Some ways in which the case counts paint an incorrect picture:

  • If a country has limited testing capacity, tests will be reserved for the most sick - the 10% of afflicted who show up at the hospital. Grossly undercounting the actual spread of the epidemic, while leaders are busy congratulating themselves on flattening the curve.
  • If a country is testing in huge numbers (e.g., Korea tested 1 in 170 of its population), then 'false positive' cases (i.e., those who don't have the virus but incorrectly get a positive result) would swamp the results. This WILL happen, even if the test returns false positives only 1% of the time. (in fact, this kind of phenomenon is the first example in any explanation of Bayesian reasoning)
  • If the number of tests is suddenly increased, it can overestimate the growth of the virus. Germany, for example, is conducting about 50,000 tests per day — 7x more than the UK. So it has more than twice as many reported cases as the UK, but also only about one-third as many deaths.
  • And of course, if a country ramps down its testing (either because it ran out of capacity, or for... ahem... PR reasons), then the situation could be getting actively worse as the case counts reduce and the citizens celebrate.


Nate Silver's article has a few detailed simulations (which you can download and play around with), explaining how simple assumptions about testing can cause wide deviations between reported numbers and actual cases.


Moral of the story?


Never trust just one measure. As Andy Grove says in his book, always pair multiple indicators, so that incentives stay aligned.

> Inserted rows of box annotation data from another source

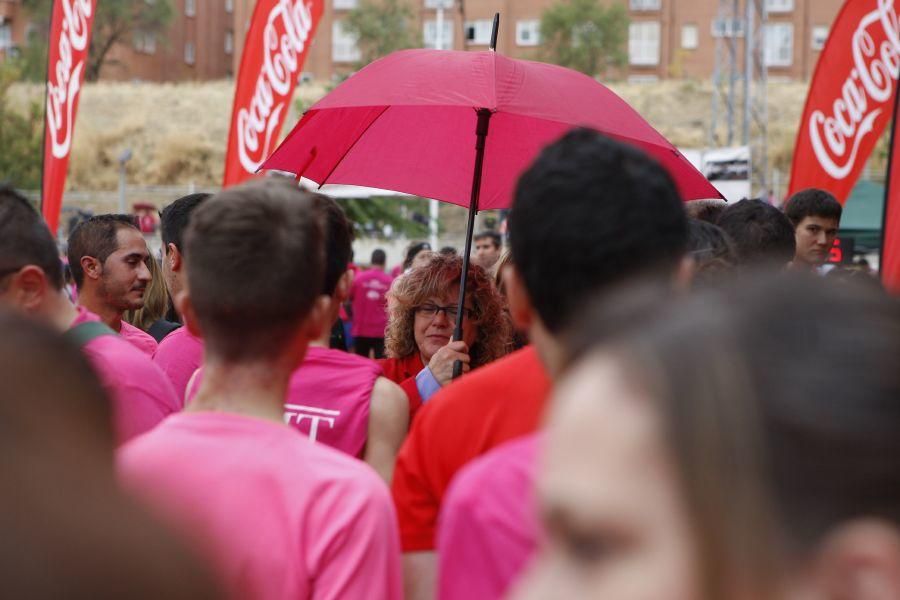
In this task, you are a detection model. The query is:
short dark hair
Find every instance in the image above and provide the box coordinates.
[67,214,137,289]
[509,129,687,333]
[0,186,63,290]
[312,194,353,296]
[184,178,325,362]
[716,200,797,266]
[475,230,503,248]
[784,188,844,227]
[159,192,212,254]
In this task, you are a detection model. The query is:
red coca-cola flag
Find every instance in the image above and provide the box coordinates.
[878,91,900,295]
[222,0,323,187]
[788,0,900,203]
[41,0,96,235]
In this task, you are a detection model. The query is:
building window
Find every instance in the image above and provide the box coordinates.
[466,19,494,46]
[331,21,362,62]
[764,23,794,67]
[628,0,661,10]
[681,24,700,50]
[628,21,659,66]
[710,19,744,37]
[422,19,454,50]
[516,19,541,46]
[811,25,828,50]
[766,0,794,12]
[132,29,156,54]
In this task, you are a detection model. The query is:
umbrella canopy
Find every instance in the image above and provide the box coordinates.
[262,50,721,204]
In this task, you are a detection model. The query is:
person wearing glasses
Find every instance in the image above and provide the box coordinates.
[381,254,510,419]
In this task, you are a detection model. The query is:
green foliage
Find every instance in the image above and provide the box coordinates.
[338,198,428,238]
[0,61,44,189]
[22,0,173,81]
[343,0,421,67]
[541,0,628,77]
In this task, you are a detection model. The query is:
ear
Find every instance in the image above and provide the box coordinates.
[333,269,353,304]
[174,288,203,338]
[672,255,697,293]
[9,265,50,312]
[812,520,900,600]
[79,256,103,281]
[166,242,184,273]
[304,295,331,340]
[501,264,537,331]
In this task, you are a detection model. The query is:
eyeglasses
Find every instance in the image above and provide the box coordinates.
[416,304,474,323]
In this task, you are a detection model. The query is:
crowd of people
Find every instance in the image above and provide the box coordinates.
[0,129,900,600]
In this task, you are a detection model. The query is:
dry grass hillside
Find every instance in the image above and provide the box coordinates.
[11,81,824,190]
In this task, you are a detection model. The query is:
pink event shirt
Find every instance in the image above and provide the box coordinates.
[284,346,382,458]
[153,327,203,407]
[72,306,179,444]
[119,320,159,358]
[118,412,403,600]
[350,269,394,338]
[437,434,541,600]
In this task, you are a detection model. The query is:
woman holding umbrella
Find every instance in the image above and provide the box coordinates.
[382,254,511,418]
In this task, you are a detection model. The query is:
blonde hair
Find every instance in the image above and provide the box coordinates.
[384,254,511,367]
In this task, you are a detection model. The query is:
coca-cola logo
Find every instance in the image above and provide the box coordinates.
[808,0,900,179]
[237,0,313,173]
[47,0,93,158]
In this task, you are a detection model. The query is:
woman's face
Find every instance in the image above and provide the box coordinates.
[413,285,478,364]
[517,358,701,600]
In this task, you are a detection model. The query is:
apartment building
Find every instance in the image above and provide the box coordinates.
[0,0,843,81]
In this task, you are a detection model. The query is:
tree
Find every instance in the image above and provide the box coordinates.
[541,0,628,77]
[343,0,421,67]
[23,0,172,81]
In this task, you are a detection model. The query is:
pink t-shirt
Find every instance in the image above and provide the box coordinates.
[284,346,382,458]
[118,412,403,600]
[350,269,394,338]
[153,327,203,407]
[72,306,180,444]
[119,321,159,358]
[437,434,541,600]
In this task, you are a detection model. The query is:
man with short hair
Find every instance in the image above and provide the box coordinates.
[716,200,796,268]
[392,129,689,600]
[784,188,843,269]
[68,214,158,357]
[349,248,394,359]
[472,230,503,271]
[119,179,402,600]
[0,188,178,443]
[153,193,210,406]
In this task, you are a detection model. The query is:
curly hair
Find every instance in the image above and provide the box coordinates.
[384,254,511,368]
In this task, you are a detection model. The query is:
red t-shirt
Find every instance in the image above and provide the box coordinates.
[391,346,550,552]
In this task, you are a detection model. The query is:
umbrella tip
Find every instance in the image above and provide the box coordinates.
[490,13,500,52]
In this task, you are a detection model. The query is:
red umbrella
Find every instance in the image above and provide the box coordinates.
[262,17,721,370]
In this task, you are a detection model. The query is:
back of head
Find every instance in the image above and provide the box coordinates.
[784,188,843,227]
[67,214,138,288]
[312,194,353,296]
[0,312,221,600]
[0,187,63,289]
[159,192,212,254]
[185,178,324,362]
[371,248,387,267]
[509,129,687,332]
[716,200,796,267]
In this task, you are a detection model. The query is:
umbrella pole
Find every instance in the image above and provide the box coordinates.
[453,108,491,379]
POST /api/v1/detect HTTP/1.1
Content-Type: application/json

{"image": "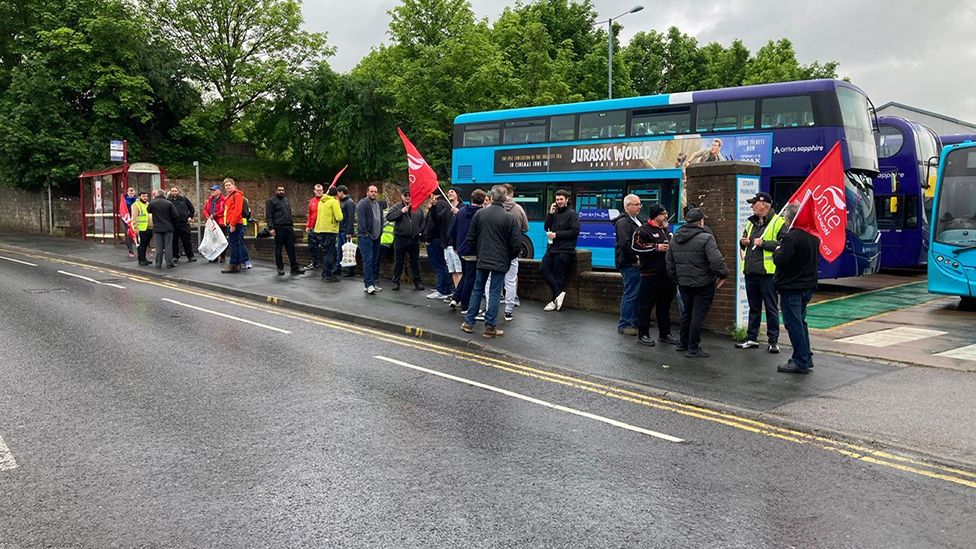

In the case of COVID itself: Don't look at number of cases alone. Also look at the number of tests done.


Always keep Goodhart's Law in mind - "When a measure becomes a target, it ceases to be a good measure."



4. To end on a more positive note...

Here's a great xkcd comic about the current crisis.

Pathogen Resistance


As Randall Munroe (the author) says,

We're not trapped in here with the coronavirus. The coronavirus is trapped in here with us.



That's it for this week! Hope you liked the articles. Drop me a line (just hit reply or click on the "Leave a comment" button) and let me know what you think.


PS. If you like the stuff I send you every week, I'd be honored if you could forward this to a friend so they can subscribe. Thanks a lot!


Jitha

Comments
avatar Arjun
Number of tests if low will mask the actual spread and if High may have a high margin of error with false positives. But I feel two parameters which can’t be hidden and are more reliable are: 1. Number of critical cases - even if we assume that the spread of covid19 is much more than projected, then we must also accept that atleast so far the number of serious cases are less otherwise we would have people with unbearable symptoms rushing to hospitals. 2. Number of deaths - this too cannot be masked and thankfully is low in India by gods grace.